Summary: When the human race loses their ability to procreate, the last generation goes through childhood, rendering everything child-related obsolete by the time they turn fifteen. Friends Mia, Xian and Jesse are growing up in a world without hope, amongst humans who are trying to find the survival of their species in cloning or robotics. All three have reasons to want to escape from their bleak futures, but when they stumble upon a mystery in the tunnels Xian has discovered, they follow the clues that lead them to an unexpected surprise, and hopefully the redemption of the human race.
Number of Pages: 253
Age Range: 13-14
Review: In Children of Men by P.D. James, she explores the impending extinction of the human race from an adult perspective.

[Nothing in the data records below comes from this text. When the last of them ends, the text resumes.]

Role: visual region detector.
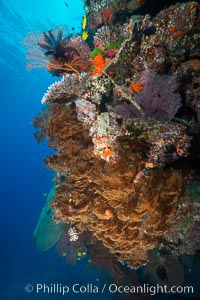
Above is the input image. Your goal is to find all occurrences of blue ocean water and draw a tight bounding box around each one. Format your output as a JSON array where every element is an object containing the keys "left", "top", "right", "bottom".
[{"left": 0, "top": 0, "right": 115, "bottom": 300}]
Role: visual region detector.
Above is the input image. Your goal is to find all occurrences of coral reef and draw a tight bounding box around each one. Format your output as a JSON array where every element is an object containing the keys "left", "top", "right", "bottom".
[{"left": 33, "top": 0, "right": 200, "bottom": 270}]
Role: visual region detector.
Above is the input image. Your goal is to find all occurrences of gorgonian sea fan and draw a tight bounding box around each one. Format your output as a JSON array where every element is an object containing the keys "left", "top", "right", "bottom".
[
  {"left": 135, "top": 73, "right": 181, "bottom": 121},
  {"left": 117, "top": 73, "right": 181, "bottom": 122}
]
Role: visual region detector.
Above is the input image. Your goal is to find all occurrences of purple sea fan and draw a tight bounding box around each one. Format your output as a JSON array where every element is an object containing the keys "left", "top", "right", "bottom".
[{"left": 134, "top": 73, "right": 181, "bottom": 121}]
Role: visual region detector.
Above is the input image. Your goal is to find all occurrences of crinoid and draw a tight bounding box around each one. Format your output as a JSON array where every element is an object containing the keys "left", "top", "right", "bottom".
[
  {"left": 37, "top": 29, "right": 67, "bottom": 58},
  {"left": 38, "top": 29, "right": 90, "bottom": 76}
]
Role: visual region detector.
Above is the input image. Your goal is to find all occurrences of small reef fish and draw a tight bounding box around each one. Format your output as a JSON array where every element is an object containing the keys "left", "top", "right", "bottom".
[
  {"left": 82, "top": 31, "right": 89, "bottom": 41},
  {"left": 82, "top": 15, "right": 87, "bottom": 30}
]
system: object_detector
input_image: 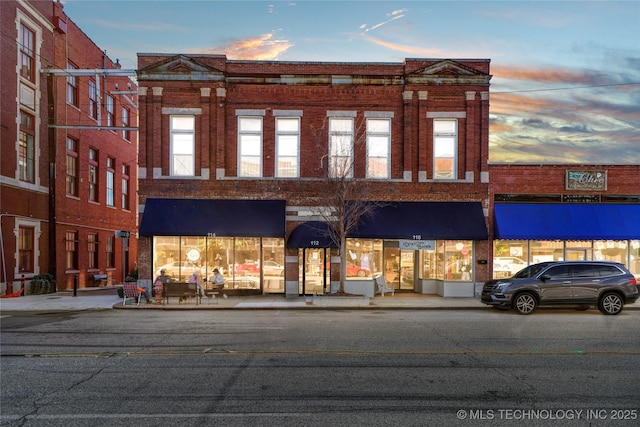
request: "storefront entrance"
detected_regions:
[298,248,331,295]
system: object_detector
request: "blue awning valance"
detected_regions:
[493,203,640,240]
[349,202,488,240]
[140,199,285,237]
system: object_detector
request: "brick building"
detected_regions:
[489,164,640,277]
[138,54,491,296]
[0,0,137,292]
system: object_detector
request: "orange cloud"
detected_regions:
[194,33,294,61]
[363,35,446,58]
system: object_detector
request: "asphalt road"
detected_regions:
[0,309,640,426]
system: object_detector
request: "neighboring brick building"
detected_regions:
[0,0,137,291]
[138,54,491,296]
[489,164,640,278]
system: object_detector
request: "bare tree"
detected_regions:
[318,119,383,294]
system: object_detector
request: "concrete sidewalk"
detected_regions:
[0,287,640,312]
[0,291,490,311]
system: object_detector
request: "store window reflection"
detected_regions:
[153,236,284,293]
[346,239,382,280]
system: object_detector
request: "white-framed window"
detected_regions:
[433,119,458,179]
[122,107,131,141]
[276,117,300,178]
[367,119,391,179]
[238,117,262,177]
[106,95,116,126]
[107,157,116,206]
[89,80,98,120]
[67,138,80,197]
[329,117,353,178]
[89,148,99,203]
[122,164,131,211]
[169,116,196,176]
[18,23,36,83]
[18,110,36,183]
[67,62,79,107]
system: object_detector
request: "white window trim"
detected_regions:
[327,116,355,178]
[365,115,392,180]
[431,116,460,181]
[275,115,300,179]
[236,115,264,179]
[169,114,196,178]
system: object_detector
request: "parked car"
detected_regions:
[493,256,527,275]
[481,261,639,314]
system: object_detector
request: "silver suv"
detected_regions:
[481,261,639,314]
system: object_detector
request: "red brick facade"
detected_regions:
[138,54,491,294]
[0,0,137,289]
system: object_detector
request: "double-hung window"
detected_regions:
[105,236,116,268]
[67,138,79,197]
[18,226,35,273]
[107,95,116,126]
[18,24,36,83]
[67,62,78,107]
[433,119,458,179]
[18,111,35,183]
[107,157,116,206]
[89,148,98,202]
[89,80,98,120]
[65,231,78,270]
[122,164,131,211]
[122,107,131,141]
[169,116,196,176]
[238,117,262,177]
[276,117,300,178]
[87,233,98,268]
[367,119,391,179]
[329,117,353,178]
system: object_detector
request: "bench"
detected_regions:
[162,282,199,304]
[373,276,396,298]
[93,274,109,286]
[122,282,142,306]
[204,282,227,304]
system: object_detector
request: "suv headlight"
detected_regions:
[495,282,511,293]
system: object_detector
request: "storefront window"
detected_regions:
[593,240,629,264]
[346,239,383,280]
[629,240,640,279]
[420,250,438,279]
[529,240,564,264]
[153,236,284,292]
[444,240,473,281]
[493,240,529,279]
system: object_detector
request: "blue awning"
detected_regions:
[349,202,488,240]
[140,199,285,237]
[287,221,338,248]
[493,203,640,240]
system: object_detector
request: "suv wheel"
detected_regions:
[513,292,538,314]
[598,292,624,314]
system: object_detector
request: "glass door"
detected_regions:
[400,250,416,291]
[383,240,416,291]
[298,248,331,295]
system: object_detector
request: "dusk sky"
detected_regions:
[63,0,640,165]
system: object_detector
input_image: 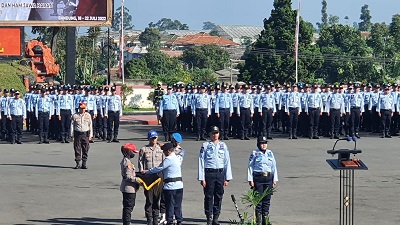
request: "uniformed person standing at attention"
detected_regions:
[198,126,233,225]
[57,86,74,143]
[215,83,233,140]
[71,102,93,169]
[247,136,278,225]
[376,86,398,138]
[7,91,26,144]
[138,130,164,225]
[305,85,327,139]
[285,84,301,139]
[192,85,211,141]
[105,87,122,143]
[159,85,180,141]
[35,89,54,144]
[236,85,254,140]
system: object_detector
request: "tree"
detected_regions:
[111,6,134,31]
[328,15,339,26]
[317,0,329,30]
[358,5,372,31]
[239,0,322,83]
[182,45,229,71]
[203,21,216,30]
[149,18,189,31]
[139,28,161,50]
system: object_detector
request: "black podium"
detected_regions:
[326,138,368,225]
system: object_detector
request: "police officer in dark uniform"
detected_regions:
[247,136,278,225]
[198,126,233,225]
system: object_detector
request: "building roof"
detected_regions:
[161,30,211,37]
[166,32,238,46]
[214,25,264,38]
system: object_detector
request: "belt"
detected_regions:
[164,177,182,183]
[253,172,271,177]
[205,168,224,173]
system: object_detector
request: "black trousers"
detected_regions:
[253,175,274,216]
[196,109,208,136]
[203,172,225,216]
[122,192,136,225]
[308,108,321,136]
[329,109,340,135]
[289,108,299,134]
[143,185,162,219]
[219,109,230,137]
[161,110,176,135]
[381,109,392,134]
[38,112,50,139]
[107,111,119,140]
[350,108,361,136]
[163,188,183,224]
[240,108,251,137]
[10,115,24,142]
[60,109,71,138]
[261,108,273,137]
[252,107,262,137]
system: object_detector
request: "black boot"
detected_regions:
[74,161,81,169]
[212,214,219,225]
[207,215,212,225]
[81,161,87,170]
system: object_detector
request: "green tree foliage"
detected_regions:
[111,6,134,31]
[182,45,229,70]
[317,0,329,30]
[358,5,372,31]
[139,28,161,50]
[203,21,216,30]
[149,18,189,31]
[318,25,380,83]
[239,0,322,83]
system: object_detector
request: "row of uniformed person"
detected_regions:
[0,85,122,143]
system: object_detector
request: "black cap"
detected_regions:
[210,126,219,133]
[161,143,174,151]
[257,136,268,143]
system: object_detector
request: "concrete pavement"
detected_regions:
[0,125,400,225]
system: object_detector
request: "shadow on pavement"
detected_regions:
[0,163,72,169]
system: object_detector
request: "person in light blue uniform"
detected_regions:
[159,85,180,141]
[7,90,26,144]
[376,86,397,138]
[142,143,183,225]
[198,126,233,225]
[35,89,54,144]
[247,136,278,225]
[305,85,322,139]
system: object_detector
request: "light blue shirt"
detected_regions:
[35,95,54,118]
[258,93,276,113]
[159,94,180,116]
[146,152,183,190]
[104,95,122,116]
[376,94,395,112]
[215,92,233,113]
[247,149,278,182]
[198,141,233,181]
[192,93,211,115]
[7,98,26,119]
[57,94,74,115]
[325,93,346,114]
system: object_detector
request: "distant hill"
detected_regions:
[0,61,33,93]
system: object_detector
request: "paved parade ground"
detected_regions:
[0,125,400,225]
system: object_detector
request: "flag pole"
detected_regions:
[294,0,300,83]
[119,0,125,84]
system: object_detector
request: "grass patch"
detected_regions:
[0,61,33,93]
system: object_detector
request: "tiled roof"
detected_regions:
[166,32,238,46]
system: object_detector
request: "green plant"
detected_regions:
[230,188,276,225]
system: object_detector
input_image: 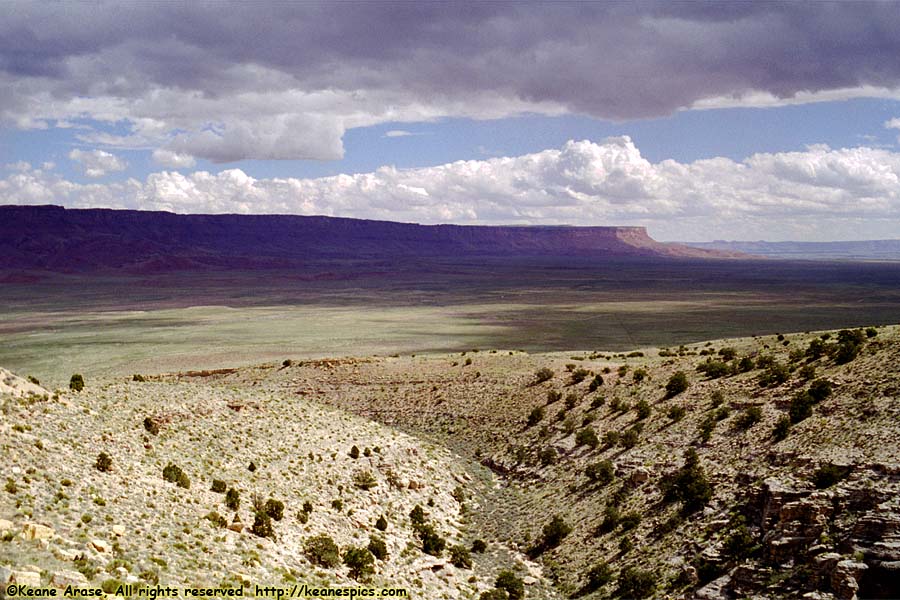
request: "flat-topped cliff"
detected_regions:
[0,206,734,271]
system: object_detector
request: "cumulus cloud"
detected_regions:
[0,1,900,162]
[153,148,197,169]
[69,148,128,178]
[0,137,900,241]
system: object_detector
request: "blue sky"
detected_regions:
[0,1,900,240]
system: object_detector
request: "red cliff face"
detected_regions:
[0,206,740,272]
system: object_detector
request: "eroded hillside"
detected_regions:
[0,327,900,598]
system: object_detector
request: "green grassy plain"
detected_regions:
[0,258,900,385]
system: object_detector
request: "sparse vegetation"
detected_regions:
[666,371,690,398]
[303,533,341,569]
[69,373,84,392]
[94,452,112,473]
[163,463,191,489]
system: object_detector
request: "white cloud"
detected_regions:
[153,148,197,169]
[4,160,31,172]
[0,137,900,241]
[69,148,128,178]
[0,2,900,162]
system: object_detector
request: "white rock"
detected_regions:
[22,523,55,540]
[50,571,88,588]
[9,571,41,587]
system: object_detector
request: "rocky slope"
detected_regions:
[0,326,900,599]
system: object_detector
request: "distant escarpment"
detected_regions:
[0,206,741,272]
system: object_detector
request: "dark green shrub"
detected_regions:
[757,361,791,387]
[100,579,125,596]
[736,356,755,373]
[367,536,388,561]
[225,488,241,510]
[732,406,762,431]
[263,498,284,521]
[616,567,656,598]
[344,546,375,581]
[598,503,622,533]
[570,369,590,385]
[772,416,791,442]
[534,367,553,385]
[538,446,559,467]
[806,338,828,360]
[303,533,341,569]
[666,371,690,398]
[528,406,544,427]
[541,515,572,550]
[409,504,425,529]
[603,431,621,448]
[250,512,276,540]
[375,515,387,531]
[808,379,833,403]
[697,359,731,379]
[619,427,640,450]
[69,373,84,392]
[788,392,815,424]
[797,365,816,381]
[494,571,525,600]
[756,354,775,369]
[584,460,615,485]
[163,463,191,489]
[666,406,685,421]
[725,517,757,561]
[575,427,600,448]
[417,525,447,556]
[94,452,112,473]
[353,469,378,490]
[634,400,651,421]
[619,511,641,531]
[144,417,159,435]
[584,562,612,592]
[660,448,712,513]
[450,544,472,569]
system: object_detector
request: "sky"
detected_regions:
[0,0,900,241]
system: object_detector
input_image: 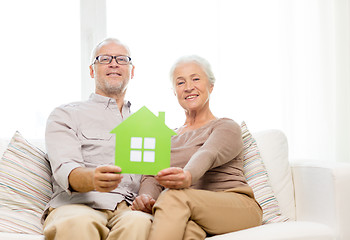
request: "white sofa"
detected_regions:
[0,130,350,240]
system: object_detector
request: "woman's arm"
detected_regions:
[184,119,243,184]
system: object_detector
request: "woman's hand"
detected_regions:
[131,194,156,213]
[155,167,192,189]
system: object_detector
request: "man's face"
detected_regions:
[90,42,134,97]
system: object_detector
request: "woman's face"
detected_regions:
[173,62,214,112]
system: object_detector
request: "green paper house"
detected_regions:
[111,106,176,175]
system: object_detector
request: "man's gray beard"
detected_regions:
[97,81,125,95]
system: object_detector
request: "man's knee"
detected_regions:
[44,207,108,239]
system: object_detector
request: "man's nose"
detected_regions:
[185,81,194,91]
[108,58,119,67]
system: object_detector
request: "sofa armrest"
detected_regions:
[292,161,350,240]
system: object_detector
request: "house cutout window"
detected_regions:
[130,137,156,162]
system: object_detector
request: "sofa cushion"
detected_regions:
[253,129,295,220]
[241,122,288,224]
[0,132,52,234]
[206,221,335,240]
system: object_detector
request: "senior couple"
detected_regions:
[43,38,262,240]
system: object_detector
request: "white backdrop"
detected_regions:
[106,0,350,161]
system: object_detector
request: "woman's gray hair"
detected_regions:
[91,38,131,64]
[170,55,216,85]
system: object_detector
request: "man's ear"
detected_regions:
[130,65,135,79]
[89,64,95,78]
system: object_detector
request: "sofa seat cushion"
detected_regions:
[0,232,45,240]
[206,221,336,240]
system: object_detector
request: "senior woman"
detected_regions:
[132,56,262,240]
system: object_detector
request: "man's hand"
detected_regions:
[93,166,123,192]
[155,167,192,189]
[68,165,123,192]
[131,194,156,213]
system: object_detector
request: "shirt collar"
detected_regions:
[89,93,131,109]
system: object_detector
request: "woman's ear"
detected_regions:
[89,64,95,78]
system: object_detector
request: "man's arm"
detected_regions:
[68,166,123,192]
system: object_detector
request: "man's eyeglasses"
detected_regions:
[94,55,131,65]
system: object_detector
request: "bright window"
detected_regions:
[0,0,81,138]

It’s a bleak world, as babies and children are the world’s hope and the lack of them sends everyone into a profound depression. The Never Weres by Fiona Smyth captures a different angle of the same situation, focusing instead on the world’s last generation, already fifteen years old, looking for purpose and hope for the future.
And they find it, through a mystery with twists and turns and clues the reader can decipher before Mia, Xian and Jesse do if they are reading and looking closely enough. Smyth is great in providing details through her illustrations, and her storyline is just deep enough to provide some satisfaction when the book ends.
I like it because you can read it two ways. It can be read as a lighter mystery, or as social commentary. I enjoyed how Smyth makes her characters easy to care about either way. It’s a bit of an odd book, but it’s worth reading for the illustrations alone. And even though it isn’t specifically identified in the book, it is obvious from Smyth’s drawings that the book is set in Toronto.
Memorable Quotes: In this book, the memorable quotes are Smyth’s illustrations. If you look carefully, you can see a million details you never would have thought she could fit into one drawing. But Smyth does, and it’s just fun. Plus, as an added bonus, her illustrations are diverse and inclusive.